At first, Wijayawardhana’s plan to earn revenue revolved around selling ads on the site, but he didn’t have much luck there. “We were gamers and social-media people, not advertisers,” he says. “We didn’t understand the advertising market and didn’t know how to break into it.”
Wijayawardhana credits Ben Narasin, president of seed stage investments at Silicon Valley venture firm TriplePoint Capital, with putting his company on the right track. The two met last year at 48 Hours in the Valley, an event organized by the C100, a group of expat Canadians in California. “He said to me, ‘You guys have a great product, but you’re kind of off the mark,” Wijayawardhana recalls.
TriplePoint took Empire Avenue under its wing and helped steer it toward a more immediate source of income, by selling virtual currency to users, who then use it to purchase shares in each other. Since then, revenue has been climbing, Wijayawardhana says. The bolstered revenue impressed Silicon Valley venture fund Crossfire Capital, which in August invested $1.2 million in Empire Avenue. Like Clickfree and SecureKey’s OneTap, the site has become more than just a neat idea; it’s a business with cash flow—and investment dollars to boot.
These examples are encouraging in the face of the venture capital “crisis,” but they do go some way to proving the fears expressed by the likes of CVCA. Storage Appliance, SecureKey and Empire Avenue have successfully raised money this year, but it all came from U.S. investors. If this keeps up, won’t innovative new startups just inevitably move south? Maybe, but maybe not. All three companies agree that while it is imperative to have a presence in Silicon Valley, as well as in other important customer markets such as China, none feel they need to leave Canada to succeed.
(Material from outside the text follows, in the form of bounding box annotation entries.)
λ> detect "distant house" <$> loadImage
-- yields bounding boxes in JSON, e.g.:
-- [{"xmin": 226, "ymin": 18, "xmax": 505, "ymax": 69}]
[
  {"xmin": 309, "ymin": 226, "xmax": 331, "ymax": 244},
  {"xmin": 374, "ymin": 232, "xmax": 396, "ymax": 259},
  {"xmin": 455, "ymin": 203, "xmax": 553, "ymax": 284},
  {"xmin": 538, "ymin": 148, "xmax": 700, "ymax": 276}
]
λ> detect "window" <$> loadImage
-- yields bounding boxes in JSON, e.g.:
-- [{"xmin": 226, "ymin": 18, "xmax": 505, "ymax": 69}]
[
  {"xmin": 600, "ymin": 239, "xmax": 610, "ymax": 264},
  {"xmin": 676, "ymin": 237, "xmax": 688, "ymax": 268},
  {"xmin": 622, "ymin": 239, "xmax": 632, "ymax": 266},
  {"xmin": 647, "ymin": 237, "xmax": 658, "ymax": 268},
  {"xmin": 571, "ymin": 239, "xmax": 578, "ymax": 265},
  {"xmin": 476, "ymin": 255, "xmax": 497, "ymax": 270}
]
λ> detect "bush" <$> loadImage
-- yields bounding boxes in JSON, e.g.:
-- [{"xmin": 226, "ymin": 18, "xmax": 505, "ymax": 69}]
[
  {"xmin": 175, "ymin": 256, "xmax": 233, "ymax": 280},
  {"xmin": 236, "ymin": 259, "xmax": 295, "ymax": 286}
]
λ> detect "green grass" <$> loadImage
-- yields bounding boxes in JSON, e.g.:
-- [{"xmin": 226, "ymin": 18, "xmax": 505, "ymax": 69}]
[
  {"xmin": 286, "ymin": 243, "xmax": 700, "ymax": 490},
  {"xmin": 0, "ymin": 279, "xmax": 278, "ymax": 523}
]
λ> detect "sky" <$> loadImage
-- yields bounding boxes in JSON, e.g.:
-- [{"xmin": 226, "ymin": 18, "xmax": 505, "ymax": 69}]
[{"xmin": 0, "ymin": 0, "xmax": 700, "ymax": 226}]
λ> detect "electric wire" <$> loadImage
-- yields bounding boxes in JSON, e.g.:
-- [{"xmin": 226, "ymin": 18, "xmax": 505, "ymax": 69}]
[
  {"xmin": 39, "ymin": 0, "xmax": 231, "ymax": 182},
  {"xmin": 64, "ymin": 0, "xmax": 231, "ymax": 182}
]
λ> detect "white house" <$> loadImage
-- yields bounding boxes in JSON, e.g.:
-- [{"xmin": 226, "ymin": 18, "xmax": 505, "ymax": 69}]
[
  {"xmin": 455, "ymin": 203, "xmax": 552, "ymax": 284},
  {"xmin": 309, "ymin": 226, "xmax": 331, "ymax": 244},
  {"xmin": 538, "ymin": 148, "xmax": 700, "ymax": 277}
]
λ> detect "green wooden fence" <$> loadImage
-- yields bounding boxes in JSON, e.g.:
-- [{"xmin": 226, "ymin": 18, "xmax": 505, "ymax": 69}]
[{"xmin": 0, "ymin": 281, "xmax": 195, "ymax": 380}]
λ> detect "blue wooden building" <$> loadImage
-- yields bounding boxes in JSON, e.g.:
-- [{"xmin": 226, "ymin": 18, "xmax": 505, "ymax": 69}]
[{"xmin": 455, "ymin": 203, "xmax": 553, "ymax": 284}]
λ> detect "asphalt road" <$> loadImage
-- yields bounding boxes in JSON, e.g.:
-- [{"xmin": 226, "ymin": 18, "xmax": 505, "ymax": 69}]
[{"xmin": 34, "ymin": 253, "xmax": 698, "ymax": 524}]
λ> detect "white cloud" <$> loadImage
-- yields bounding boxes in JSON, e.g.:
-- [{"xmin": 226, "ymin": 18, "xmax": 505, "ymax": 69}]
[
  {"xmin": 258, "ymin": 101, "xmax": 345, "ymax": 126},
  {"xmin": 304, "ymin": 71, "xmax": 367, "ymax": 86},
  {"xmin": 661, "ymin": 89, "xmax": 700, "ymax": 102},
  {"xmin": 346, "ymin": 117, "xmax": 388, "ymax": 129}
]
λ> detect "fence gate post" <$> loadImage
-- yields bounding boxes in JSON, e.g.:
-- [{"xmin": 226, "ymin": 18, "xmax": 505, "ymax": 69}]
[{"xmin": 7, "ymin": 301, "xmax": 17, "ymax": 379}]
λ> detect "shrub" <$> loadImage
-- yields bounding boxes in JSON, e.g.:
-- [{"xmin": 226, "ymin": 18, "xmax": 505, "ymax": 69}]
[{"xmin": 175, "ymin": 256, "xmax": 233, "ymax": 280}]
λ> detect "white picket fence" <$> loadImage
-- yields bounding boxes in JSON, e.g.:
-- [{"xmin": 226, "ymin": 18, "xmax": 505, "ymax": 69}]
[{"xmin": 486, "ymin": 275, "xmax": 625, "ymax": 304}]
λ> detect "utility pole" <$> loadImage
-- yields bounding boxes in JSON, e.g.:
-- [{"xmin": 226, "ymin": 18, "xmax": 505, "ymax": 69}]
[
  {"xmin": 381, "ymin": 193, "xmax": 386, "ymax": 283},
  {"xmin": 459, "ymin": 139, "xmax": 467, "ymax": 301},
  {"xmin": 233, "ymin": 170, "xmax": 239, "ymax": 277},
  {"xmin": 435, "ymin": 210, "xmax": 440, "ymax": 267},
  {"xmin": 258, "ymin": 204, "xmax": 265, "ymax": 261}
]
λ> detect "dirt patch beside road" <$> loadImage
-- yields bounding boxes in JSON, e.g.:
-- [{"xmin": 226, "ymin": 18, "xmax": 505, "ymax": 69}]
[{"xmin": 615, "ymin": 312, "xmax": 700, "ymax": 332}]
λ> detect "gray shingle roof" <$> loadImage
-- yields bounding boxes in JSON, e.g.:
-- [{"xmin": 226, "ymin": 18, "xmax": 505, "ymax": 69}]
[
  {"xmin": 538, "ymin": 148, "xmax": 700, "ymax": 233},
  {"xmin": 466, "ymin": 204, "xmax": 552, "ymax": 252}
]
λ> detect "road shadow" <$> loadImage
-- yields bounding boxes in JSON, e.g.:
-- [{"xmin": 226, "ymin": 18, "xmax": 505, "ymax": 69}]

As Intel Capital’s Wolf puts it, the nature of venture funding is changing. Not only is the demand side competitive, with more and more companies looking for investment, so too is the supply side. In the United States, there is a lot of money chasing a finite number of quality deals, he says, which is forcing venture firms to expand their scope, both internationally and into different stages of investment. “Access to capital is there even beyond the borders. The question then becomes: Is there still core innovation happening? Clearly we’ve found companies [in Canada] that we think are very innovative.”
In some ways, Storage Appliance’s McLeod says, Canadian companies have an advantage in that they can’t depend on just a good idea to get by. They have to put in the work to build a good business, which will ultimately help them in the long run. “You can’t just build a story and try to sell the story,” he says.